No description, website, or topics provided.
Switch branches/tags
Nothing to show
Clone or download
Fetching latest commit…
Cannot retrieve the latest commit at this time.
Permalink
Failed to load latest commit information.
MOBPred
bin
scripts
.gitignore
LICENSE.txt
README.md
setup.py

README.md

Mode-of-binding Predictor

Mode-of-binding Predictor (MOBPred) is a python package used to facilitate the use of popular docking software (including structure preparation, docking and rescoring). The package is particularly suitable to compare docking results obtained from different software or combine them in a consensus docking or consensus scoring strategy.

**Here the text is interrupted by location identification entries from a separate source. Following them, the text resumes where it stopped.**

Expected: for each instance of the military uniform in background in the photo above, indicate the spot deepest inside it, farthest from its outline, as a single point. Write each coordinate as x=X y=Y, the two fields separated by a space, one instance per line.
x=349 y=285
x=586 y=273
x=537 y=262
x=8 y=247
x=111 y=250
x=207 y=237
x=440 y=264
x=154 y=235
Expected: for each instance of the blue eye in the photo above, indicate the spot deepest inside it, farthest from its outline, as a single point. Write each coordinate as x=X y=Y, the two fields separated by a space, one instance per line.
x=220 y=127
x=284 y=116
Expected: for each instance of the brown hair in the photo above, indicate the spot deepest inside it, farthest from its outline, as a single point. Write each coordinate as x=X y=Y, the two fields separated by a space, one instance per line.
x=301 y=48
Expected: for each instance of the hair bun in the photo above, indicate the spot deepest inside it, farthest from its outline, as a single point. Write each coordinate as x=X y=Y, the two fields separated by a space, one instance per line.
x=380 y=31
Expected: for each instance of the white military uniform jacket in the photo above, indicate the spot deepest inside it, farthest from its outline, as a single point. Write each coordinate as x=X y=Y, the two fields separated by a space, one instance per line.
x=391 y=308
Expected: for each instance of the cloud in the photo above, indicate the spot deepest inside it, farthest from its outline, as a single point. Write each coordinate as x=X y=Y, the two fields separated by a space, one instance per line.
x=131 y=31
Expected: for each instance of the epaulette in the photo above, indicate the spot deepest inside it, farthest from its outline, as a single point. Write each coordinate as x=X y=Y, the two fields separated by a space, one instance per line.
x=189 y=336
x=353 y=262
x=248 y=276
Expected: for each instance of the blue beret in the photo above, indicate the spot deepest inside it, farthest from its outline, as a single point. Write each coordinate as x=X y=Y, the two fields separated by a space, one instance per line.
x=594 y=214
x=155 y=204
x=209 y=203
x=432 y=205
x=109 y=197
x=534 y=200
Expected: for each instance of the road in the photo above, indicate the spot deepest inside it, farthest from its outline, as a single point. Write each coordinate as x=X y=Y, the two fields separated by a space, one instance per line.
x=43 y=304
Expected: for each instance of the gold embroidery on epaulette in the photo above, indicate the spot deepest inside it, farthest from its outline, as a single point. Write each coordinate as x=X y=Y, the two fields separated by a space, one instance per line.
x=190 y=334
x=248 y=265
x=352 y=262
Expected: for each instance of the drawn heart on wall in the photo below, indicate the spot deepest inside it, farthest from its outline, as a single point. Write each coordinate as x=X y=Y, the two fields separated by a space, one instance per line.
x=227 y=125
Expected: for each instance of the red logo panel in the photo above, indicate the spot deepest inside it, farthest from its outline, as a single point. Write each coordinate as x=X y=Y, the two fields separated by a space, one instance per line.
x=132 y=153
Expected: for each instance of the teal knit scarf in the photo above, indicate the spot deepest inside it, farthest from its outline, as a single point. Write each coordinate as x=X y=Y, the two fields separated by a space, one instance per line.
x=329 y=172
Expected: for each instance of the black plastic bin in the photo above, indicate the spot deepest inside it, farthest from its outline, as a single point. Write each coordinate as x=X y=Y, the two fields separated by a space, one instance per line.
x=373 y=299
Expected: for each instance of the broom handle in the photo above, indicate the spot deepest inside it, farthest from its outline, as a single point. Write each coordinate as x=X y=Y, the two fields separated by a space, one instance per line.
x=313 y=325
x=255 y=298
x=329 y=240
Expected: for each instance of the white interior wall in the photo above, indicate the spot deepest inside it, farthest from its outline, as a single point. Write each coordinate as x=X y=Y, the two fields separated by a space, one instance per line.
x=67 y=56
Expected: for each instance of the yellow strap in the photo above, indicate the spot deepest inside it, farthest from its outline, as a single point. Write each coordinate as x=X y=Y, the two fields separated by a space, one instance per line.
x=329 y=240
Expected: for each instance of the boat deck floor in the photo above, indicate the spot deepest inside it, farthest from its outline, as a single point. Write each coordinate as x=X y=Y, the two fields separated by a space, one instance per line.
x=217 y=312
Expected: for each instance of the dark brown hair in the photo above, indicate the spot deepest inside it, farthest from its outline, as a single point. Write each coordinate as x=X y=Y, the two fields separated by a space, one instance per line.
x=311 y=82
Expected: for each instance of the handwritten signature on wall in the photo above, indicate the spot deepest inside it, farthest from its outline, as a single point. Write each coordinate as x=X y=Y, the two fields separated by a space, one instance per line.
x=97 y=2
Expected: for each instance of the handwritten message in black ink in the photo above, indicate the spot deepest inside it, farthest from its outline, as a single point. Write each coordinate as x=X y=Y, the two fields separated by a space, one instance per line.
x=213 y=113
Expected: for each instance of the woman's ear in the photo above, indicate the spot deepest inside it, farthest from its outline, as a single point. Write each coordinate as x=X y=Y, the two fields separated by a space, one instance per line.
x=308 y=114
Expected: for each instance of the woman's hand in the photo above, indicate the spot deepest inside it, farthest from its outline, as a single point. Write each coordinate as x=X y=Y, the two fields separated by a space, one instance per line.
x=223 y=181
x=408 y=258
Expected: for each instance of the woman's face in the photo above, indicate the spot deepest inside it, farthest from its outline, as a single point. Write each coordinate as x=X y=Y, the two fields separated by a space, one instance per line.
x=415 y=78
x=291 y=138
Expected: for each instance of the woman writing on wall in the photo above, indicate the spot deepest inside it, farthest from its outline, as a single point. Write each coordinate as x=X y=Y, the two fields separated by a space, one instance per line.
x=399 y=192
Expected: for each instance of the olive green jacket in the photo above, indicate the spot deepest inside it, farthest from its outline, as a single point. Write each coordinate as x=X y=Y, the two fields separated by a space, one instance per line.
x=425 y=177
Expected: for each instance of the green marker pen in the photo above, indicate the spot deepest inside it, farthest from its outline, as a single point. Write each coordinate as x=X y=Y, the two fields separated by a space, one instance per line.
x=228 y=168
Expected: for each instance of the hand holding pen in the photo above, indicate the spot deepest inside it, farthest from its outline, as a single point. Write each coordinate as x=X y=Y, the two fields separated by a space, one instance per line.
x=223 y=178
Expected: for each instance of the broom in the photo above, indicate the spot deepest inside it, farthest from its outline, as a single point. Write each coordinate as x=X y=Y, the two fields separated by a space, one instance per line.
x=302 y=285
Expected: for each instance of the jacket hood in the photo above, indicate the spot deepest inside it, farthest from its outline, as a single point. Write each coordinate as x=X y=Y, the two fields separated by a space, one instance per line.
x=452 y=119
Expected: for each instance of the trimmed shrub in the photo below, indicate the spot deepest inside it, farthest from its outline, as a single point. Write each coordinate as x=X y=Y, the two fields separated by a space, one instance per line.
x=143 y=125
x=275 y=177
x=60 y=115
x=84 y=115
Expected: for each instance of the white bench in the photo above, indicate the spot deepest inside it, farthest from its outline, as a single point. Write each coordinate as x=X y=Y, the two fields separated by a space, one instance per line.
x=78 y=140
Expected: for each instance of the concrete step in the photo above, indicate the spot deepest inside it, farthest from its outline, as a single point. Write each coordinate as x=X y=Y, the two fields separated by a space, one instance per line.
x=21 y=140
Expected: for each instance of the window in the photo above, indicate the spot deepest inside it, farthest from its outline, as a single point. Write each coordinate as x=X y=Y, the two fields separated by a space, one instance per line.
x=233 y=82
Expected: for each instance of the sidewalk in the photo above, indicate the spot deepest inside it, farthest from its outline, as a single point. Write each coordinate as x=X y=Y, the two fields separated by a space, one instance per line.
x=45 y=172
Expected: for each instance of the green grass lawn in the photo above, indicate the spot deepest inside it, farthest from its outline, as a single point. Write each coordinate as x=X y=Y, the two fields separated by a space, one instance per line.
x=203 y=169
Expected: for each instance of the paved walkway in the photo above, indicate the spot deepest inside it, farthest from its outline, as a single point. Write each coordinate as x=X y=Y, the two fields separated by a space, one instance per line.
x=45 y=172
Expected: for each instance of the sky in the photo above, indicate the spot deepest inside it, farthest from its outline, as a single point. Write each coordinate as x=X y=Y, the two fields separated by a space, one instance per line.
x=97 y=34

Note that the software that can be used by MOBPred are not part of the current repository. Whatever program needs to be utilized, it should be downloaded from its official website and installed separately on the same machine MOBPred is set up.

Below is a list of all the programs which can be used by MOBPred.

Table of contents

Prerequisites

Before installing the MOBPred package, make sure that you have the following packages installed:

  • NumPy; version 1.4.1 or later

  • pandas; version 0.18.1 or later

  • AmberTools; version 12 or later

Any software intended to be used in conjunction with MOBPred should be installed separetely and should work as a standalone program. In addition, make sure the applications mentioned below are in your PATH, depending on which docking/scoring software will be used:

Pharmamatrix users: on the pharmamatrix cluster, the majority of the docking programs mentioned above have already been installed. Below is an example on how to set the PATH environment variable in order to use Autodock, Vina, Glide, MOE2015 and DOCK 6:

# Amber 14
export AMBERHOME=/pmshare/amber/ambertools14_ibm_gnu-20140820
PATH=$PATH:$AMBERHOME/bin

# AD and ADV
PATH=$PATH:/opt/mgltools/1.5.4:/opt/mgltools/1.5.4/MGLToolsPckgs/AutoDockTools/Utilities24
PATH=$PATH:/pmshare/vina/autodock_vina_1_1_2_linux_x86/bin
PATH=$PATH:/opt/autodock/4.2.3/bin

# Glide
export SCHRODINGER=/nfs/r720-1/preto/tools/schrodinger2015-4
PATH=$PATH:/nfs/r720-1/preto/tools/schrodinger2015-4
PATH=$PATH:/nfs/r720-1/preto/tools/schrodinger2015-4/utilities

# MOE2015
export MOE=/nfs/r720-1/preto/tools/moe2015
PATH=$PATH:/nfs/r720-1/preto/tools/moe2015/bin

# DOCK 6
PATH=$PATH:/nfs/r720-1/preto/tools/UCSF-Chimera64-1.10.2/bin
PATH=$PATH:/nfs/r720-1/preto/tools/dms
PATH=$PATH:/nfs/r720-1/preto/src/dock6/bin

export PATH

Installation

The Python Distutils are used to build and install MOBPred, so it is fairly simple to get things ready to go. Following are very simple instructions on how to proceed:

  1. First, make sure that you have the NumPy and pandas modules. If not, get them from http://numpy.scipy.org/, http://pandas.pydata.org. Compile/install them.

  2. Make sure AmberTools is installed and that standard executables (e.g., sander, tleap,...) are accessible through your PATH variable. For pharmamatrix users, see section prerequisites.

  3. From the main MOBPred distribution directory run this command (plus any extra flags, e.g., --prefix or --user to specify the installation directory):

     python setup.py install
    

After installation, make sure that the bin folder within your installation directory is accessible via your PATH variable. It contains the executables prepvs, rundock and runanlz that are used for virtual screening preparation, docking and docking analysis, respectively.

Commands

After adding the bin folder of your installation directory to your PATH variable, the following commands can be run:

prepvs

prepvs is used to prepare the ligand structures (carried out with Schrodinger's ligprep utility) and to create folders (one folder per receptor and per ligand) intended to facilitate docking or virtual screening runs performed with rundock. When typing "prepvs -h" on the command line, the following help message will pop up:

prepvs -h
usage: prepvs [-h] [-l INPUT_FILES_L [INPUT_FILES_L ...]]
              [-r INPUT_FILES_R [INPUT_FILES_R ...]] [-f CONFIG_FILE]
              [-lpflags LPFLAGS] [-ligprep] [-site SITE] [-noprep]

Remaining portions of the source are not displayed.